New hope lies in living donor liver transplant
New hope lies in living donor liver transplant
Parkway Group Healthcare Pte. Ltd. of Singapore sponsored a
two-day seminar on aging last week. It was organized by
Gleneagles Hospital Singapore, one of the group's hospitals in
the region. The following are two reports by The Jakarta Post's
Stevie Emilia, who was invited to the annual event.
Varikottil Kammu now sees each day with fresh hope, just like
his newly found life. Six months back, he had no hope, and was
waiting to die.
"Look at me, I feel much better now. I still need time to
completely recover, but I'm getting my life back," said the 52-
year-old Indian businessman, while sitting comfortably in his
hospital bed, eating a sandwich for breakfast.
It was two weeks after the father of five had a liver
transplant from a living donor, his 22-year-old nephew Ismail.
Kammu, who was to leave the hospital in another week while his
nephew had already been discharged, was the first patient in the
Gleneagles Hospital Singapore's new Living Donor Liver Transplant
(LDLT) Programme, the first such program in Southeast Asia.
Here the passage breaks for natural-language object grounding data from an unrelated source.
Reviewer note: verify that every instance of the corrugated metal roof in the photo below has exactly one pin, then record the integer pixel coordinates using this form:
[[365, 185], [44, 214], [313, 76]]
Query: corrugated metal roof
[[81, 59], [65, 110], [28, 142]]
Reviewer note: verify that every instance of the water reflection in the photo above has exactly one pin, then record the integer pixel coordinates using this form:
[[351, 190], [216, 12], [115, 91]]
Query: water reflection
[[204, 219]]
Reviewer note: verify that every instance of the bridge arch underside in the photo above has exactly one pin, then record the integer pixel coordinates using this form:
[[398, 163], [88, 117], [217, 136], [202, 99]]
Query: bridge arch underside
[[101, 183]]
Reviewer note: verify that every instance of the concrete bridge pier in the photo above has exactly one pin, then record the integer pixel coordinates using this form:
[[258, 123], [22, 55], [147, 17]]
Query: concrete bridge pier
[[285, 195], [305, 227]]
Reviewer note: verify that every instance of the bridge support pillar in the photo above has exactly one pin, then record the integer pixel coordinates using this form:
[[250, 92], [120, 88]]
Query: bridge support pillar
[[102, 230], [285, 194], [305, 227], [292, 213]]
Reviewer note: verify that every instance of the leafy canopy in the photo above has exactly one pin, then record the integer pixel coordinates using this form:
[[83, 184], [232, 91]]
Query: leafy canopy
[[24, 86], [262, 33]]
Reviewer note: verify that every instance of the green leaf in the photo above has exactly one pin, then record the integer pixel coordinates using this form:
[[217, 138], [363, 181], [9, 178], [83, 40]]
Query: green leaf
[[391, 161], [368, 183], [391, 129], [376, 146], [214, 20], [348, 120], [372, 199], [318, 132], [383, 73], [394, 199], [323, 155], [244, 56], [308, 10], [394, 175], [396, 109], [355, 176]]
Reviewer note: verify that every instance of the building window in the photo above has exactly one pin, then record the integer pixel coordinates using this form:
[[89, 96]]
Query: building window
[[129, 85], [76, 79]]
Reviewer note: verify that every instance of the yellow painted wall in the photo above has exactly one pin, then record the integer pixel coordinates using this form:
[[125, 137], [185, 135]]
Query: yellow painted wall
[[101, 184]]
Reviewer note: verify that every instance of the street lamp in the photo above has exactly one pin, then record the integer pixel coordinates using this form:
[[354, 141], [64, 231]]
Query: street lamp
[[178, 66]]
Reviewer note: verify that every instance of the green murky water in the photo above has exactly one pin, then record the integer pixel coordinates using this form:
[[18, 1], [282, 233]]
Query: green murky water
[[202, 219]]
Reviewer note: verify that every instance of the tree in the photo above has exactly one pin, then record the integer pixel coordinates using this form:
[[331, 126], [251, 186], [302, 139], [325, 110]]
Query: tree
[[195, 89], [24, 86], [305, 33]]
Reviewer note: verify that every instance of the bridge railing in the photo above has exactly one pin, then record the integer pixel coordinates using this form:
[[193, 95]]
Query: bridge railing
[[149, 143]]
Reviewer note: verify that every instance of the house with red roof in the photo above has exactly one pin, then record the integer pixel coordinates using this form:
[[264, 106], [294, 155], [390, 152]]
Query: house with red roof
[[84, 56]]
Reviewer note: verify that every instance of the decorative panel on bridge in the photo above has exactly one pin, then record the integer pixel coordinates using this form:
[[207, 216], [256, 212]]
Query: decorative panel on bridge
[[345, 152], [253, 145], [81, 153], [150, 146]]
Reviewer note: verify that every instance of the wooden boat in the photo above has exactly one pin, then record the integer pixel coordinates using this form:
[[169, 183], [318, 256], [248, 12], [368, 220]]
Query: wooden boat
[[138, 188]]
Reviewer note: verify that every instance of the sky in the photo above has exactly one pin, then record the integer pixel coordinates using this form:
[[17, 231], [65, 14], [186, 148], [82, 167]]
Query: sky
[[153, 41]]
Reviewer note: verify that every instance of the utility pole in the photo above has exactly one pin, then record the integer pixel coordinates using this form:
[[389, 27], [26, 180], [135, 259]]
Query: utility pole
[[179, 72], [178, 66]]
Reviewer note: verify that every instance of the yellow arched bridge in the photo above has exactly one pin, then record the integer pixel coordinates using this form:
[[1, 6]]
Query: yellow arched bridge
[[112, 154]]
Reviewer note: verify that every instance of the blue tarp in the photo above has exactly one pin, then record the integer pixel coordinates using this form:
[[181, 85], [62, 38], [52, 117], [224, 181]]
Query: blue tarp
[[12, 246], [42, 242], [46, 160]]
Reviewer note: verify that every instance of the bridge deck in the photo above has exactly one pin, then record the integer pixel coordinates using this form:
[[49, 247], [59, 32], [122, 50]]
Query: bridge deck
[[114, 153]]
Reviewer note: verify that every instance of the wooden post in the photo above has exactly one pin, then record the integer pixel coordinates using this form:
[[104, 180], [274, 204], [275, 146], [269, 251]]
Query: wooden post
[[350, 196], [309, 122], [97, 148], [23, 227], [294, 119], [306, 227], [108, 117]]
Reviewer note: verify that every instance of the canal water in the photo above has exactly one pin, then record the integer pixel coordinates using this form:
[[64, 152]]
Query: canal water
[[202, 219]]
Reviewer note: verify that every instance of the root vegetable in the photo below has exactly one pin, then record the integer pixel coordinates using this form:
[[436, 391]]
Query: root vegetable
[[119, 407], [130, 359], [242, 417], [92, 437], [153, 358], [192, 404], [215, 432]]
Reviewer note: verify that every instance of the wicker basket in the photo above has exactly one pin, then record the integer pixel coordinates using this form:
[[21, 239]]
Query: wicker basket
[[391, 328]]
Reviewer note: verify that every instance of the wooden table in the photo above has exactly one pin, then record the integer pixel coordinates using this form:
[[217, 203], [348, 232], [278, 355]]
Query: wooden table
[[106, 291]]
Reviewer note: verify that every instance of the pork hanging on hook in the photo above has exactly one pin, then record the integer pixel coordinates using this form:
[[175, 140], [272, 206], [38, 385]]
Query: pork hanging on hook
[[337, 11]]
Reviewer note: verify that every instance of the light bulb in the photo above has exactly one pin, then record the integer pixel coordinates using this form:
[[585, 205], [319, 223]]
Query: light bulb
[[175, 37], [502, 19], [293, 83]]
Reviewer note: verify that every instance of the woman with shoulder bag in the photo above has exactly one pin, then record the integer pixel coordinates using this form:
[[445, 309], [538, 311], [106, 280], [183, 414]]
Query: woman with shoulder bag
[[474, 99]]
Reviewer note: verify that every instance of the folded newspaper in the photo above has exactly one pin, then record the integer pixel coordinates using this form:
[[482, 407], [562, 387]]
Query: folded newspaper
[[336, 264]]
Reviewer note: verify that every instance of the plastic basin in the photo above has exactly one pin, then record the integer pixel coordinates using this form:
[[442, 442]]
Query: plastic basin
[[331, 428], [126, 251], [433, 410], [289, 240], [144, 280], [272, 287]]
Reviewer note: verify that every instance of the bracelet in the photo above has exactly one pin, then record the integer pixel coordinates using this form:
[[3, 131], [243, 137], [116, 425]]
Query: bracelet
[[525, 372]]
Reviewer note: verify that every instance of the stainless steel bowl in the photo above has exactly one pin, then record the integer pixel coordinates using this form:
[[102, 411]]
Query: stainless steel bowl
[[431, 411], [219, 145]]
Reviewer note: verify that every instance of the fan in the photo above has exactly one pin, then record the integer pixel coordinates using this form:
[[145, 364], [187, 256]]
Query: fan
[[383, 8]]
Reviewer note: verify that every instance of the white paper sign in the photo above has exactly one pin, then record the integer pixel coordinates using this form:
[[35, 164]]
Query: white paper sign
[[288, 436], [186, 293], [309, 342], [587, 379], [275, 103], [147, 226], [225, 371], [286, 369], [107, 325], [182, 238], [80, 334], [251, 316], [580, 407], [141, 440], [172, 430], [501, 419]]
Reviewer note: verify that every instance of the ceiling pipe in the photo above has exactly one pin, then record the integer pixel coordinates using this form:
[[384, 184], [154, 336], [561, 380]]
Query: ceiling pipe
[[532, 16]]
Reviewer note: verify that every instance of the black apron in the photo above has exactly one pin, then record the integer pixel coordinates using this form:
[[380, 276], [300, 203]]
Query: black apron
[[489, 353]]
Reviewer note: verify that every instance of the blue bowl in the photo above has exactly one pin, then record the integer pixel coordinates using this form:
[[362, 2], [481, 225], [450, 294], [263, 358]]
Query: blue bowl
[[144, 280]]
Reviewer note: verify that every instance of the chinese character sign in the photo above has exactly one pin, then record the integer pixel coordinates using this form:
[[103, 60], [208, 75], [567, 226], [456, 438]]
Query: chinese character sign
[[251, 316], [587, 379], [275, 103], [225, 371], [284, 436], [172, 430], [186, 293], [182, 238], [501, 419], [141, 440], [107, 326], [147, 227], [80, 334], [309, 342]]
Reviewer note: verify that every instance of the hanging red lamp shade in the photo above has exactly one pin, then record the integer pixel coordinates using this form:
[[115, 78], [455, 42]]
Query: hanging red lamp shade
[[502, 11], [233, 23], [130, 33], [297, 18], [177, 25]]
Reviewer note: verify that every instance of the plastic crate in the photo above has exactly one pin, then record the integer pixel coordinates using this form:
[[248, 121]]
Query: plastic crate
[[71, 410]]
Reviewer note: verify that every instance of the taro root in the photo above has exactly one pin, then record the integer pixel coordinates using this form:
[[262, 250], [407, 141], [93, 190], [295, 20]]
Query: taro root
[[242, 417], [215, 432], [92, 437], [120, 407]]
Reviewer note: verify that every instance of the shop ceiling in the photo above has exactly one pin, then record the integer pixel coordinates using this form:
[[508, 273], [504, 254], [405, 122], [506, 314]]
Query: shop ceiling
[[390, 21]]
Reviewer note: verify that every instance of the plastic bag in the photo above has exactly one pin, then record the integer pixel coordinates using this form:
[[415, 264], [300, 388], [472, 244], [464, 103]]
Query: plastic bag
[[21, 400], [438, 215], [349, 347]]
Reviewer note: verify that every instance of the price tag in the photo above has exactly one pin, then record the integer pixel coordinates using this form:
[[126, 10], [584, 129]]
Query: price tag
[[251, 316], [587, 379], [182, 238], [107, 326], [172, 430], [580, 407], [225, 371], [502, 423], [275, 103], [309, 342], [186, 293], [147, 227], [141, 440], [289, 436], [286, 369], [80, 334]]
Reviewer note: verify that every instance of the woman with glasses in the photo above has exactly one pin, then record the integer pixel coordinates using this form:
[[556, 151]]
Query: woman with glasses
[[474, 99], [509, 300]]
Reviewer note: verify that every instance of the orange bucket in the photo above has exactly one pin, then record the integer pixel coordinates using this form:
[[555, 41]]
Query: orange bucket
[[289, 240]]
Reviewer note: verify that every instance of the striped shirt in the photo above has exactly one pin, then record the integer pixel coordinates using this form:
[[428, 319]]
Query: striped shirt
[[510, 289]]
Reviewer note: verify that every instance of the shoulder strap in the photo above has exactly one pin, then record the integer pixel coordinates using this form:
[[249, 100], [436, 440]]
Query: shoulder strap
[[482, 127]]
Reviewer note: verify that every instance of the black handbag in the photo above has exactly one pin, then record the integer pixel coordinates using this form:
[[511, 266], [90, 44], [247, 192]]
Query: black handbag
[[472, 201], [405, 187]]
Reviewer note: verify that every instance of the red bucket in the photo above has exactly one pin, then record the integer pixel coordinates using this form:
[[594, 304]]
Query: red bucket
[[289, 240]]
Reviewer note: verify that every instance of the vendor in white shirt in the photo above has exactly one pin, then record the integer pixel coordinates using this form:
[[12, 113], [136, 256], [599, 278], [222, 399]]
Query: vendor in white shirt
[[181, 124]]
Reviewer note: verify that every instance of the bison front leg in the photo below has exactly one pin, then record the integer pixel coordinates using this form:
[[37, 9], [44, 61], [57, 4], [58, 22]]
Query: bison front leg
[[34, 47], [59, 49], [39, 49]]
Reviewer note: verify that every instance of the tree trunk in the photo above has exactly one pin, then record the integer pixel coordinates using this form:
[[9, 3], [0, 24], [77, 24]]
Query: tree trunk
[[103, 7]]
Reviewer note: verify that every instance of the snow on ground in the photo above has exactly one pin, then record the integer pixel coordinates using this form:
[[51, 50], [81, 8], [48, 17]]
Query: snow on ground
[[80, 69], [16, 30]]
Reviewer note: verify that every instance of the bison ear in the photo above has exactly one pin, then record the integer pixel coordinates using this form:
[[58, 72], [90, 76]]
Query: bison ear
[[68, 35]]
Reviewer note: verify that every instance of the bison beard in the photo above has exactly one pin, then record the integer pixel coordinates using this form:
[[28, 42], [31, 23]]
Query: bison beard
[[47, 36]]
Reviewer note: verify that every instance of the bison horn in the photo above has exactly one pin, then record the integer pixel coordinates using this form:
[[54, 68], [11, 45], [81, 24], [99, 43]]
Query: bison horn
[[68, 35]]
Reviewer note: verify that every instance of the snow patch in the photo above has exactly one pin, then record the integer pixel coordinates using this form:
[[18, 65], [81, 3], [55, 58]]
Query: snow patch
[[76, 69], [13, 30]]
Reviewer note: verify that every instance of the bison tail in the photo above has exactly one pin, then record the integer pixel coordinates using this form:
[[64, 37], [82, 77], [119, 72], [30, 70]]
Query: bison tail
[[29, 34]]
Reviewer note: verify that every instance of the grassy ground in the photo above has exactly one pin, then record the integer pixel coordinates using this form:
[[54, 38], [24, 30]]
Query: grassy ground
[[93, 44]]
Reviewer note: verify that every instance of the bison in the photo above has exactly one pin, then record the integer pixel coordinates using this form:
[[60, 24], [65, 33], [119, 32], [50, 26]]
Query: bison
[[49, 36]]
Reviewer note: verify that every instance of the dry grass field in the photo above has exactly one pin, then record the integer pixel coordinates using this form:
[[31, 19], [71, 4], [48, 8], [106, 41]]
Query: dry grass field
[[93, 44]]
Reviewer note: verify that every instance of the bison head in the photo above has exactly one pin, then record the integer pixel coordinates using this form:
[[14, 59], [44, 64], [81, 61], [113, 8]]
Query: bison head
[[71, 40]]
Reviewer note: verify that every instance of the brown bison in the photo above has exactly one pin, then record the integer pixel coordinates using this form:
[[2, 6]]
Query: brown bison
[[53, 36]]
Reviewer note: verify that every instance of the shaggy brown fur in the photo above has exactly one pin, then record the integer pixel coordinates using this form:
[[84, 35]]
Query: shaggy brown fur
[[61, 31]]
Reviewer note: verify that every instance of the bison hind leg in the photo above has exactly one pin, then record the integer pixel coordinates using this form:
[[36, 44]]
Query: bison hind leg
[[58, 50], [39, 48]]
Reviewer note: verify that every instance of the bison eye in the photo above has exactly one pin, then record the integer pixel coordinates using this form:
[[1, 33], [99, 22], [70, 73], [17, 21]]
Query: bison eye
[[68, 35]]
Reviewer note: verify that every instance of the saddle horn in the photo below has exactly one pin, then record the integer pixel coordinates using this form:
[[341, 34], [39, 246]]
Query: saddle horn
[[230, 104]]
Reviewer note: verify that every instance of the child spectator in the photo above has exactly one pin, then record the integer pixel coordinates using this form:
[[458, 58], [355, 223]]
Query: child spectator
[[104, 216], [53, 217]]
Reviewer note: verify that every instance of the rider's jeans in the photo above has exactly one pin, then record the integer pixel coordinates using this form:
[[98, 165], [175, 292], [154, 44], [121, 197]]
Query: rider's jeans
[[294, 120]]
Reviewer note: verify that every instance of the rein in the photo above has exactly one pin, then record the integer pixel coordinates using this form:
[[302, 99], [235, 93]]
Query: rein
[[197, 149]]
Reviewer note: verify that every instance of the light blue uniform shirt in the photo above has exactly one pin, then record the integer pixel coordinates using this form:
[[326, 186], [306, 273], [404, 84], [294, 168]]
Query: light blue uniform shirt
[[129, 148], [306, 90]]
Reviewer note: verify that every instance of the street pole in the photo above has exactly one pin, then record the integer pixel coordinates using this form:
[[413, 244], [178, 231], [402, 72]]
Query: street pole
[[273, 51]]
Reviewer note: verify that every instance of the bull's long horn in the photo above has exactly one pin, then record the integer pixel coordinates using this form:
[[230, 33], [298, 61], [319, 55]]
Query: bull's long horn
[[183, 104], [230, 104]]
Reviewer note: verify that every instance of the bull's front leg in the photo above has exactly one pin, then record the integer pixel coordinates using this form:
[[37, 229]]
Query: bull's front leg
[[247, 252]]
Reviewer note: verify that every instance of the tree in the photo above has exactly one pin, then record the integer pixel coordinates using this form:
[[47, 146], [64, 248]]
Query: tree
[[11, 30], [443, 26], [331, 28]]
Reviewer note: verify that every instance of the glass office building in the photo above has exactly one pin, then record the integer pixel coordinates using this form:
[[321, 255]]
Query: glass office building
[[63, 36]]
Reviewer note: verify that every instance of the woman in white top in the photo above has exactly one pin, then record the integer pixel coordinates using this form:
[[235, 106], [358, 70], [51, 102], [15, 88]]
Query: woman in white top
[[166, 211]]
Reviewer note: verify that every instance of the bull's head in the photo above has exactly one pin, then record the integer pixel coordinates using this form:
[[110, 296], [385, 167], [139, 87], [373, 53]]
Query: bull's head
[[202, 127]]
With the increasing incidence of liver diseases and a critical
shortage of cadaveric donor livers (those from brain-dead
individuals) for transplant, the procedure -- which was initially
performed on children with terminal liver diseases with the
parents as the living donors, but now has been expanded to
include adult recipients -- brings new hope for those with end-
stage liver diseases.
Until recently, more than 75 percent of patients on the
waiting list in Singapore would die before a suitable cadaveric
donor liver was found. In developing countries like Indonesia,
the figure is probably higher.
"This program is introduced to prolong life, to help those
with acute liver problems, while there is a lack of cadaveric
donor livers. This procedure helps to improve and prolong their
lives," said Dr. Lim Cheok Peng, managing director of Parkway
Group Healthcare, which owns the Gleneagles Hospital Singapore.
The program, which took the hospital seven years to prepare
and around US$1.5 million in investment, is expected to handle 50
such procedures a year. The costs are currently estimated at
between S$200,000 and S$300,000.
To date, two successful transplants -- performed by
experienced doctors led by the reputable specialist in LDLT
procedure, Dr. Tan Kai-Chah -- have been performed at the
hospital.
"At the moment, we are evaluating the third case," Lim said.
So, how is it done?
The human liver comprises eight segments, each with its
individual blood supply and bile drainage. Individual segments or
a combination of segments (the right or left robe) are retrieved
from the living donor and transplanted to the recipient. The
remaining liver in the donor will regenerate and replace its size
and function within four to six weeks. Similarly, the
transplanted liver segments in the patient will regenerate
rapidly.
In the procedure, two teams of doctors will perform the donor
and recipient operations almost simultaneously, where about half
the donor liver will be removed. Once the diseased liver is
removed from the recipient, the liver graft that had been
retrieved earlier from the donor is implanted. Both halves of the
liver will regenerate and grow to full size in four to six weeks.
The donor operation usually takes six to eight hours and the
recipient operation eight to 10 hours.
Patients considered for living donor liver transplants are
usually those with end-stage liver disease who would be listed
for a cadaveric donor liver. They usually suffer from, among
others, jaundice, recurrent encephalopathy, intractable ascites,
or certain unresectable cancers of the liver.
On the other hand, the donor should be a close relative or
emotionally related to the recipient, must be older than 18 years
and in good mental and physical health. In addition, the donor
must be of the same or compatible blood group to the recipient
and free from HIV, chronic viral hepatitis B and C, any
significant medical illness, active alcoholism and pregnancy.
For 42-year-old Shua Hing Lian, it was love that made her give
parts of her liver to her husband, 52-year-old Ang Kok Meng, who
suffered from acute liver disease. Her case, the second for the
hospital, was unique as the donor was not a relative of the
recipient.
"She was willing to do it because of the emotional
relationship between them. After going through some tests, it was
discovered it could be done," Lim said, insisting the tests were
essential to ensure a successful transplant.
He said that a "perfect match" was important to prevent other
complications because, "once the liver fails, the kidney and the
heart can also fail".
In Ang Kok Meng's case, he was diagnosed with minor liver
problems last year, but ignored it and continued drinking and
working.
"But after attending a Christmas party, he didn't feel good.
Instead of consulting a doctor, he called his relatives back in
China and asked for herbs. He even went to China to seek
treatment, but after two to three months he returned, his
condition had deteriorated. His entire body turned yellowish and
blackish," his wife, who is also the mother of a boy, said, as
translated by her sister, Shua Hing Jong.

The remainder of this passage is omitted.